Sometimes, the best way to learn something is to have fun doing it. In this article, I let Rick and Morty explain this quirky JavaScript feature.


There are many more resources out there that will give you the knowledge required to become competent in JavaScript. The most important bit of advice I’ll give is to actually try to build something yourself. The way I learned JavaScript was to try to build something amazing, then Google my way through solutions. For example, I wanted to build around a JavaScript compiler to make this:


Building a sandboxed JavaScript editor required me to use an open sourced interpreter that had minimal documentation. I had to Google to learn more about how compilers work, strengthening my knowledge of JavaScript. Looking at how other people build projects using ?JavaScript and becoming accustomed to reading JavaScript code will only make you a better programmer.


Still having plenty of resources on hand doesn’t hurt either. Here are JavaScript resources I would recommend to anyone who wants to learn JavaScript:


JavaScript Is Sexy

This is a great resources for anyone looking for a comprehensive overview of JavaScript subjects.


If you want to know some of the harder parts of JavaScript, check out Dr.Axel Rauschmayer’s blog.

You Don’t Know JS

This is one of, if not the best, freely available resource on JavaScript out there. I’ve definitely used it to understand JavaScript concepts.

33 JS Concepts

This GitHub page serves as a repository of JavaScript resources covering fundamental JavaScript topics.

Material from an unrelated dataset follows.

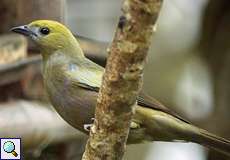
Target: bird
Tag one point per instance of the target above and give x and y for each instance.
(72, 83)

I’ve listed this resource in another article, but it’s worth noting here for the valuable content it references. This site is about giving you the knowledge to level up your JavaScript skills to get you to code in JavaScript like a pro.


Getting from a beginner level to an intermediate level can only be achieved by applying what you’ve learned. Studying resources isn’t enough to get you to that next level. You have to test yourself constantly. Challenge yourself to build an app. The struggle of trial and error itself will force you to learn how to apply the resources around you. Once you rinse and repeat the process of building and learning, you’re only going to get better.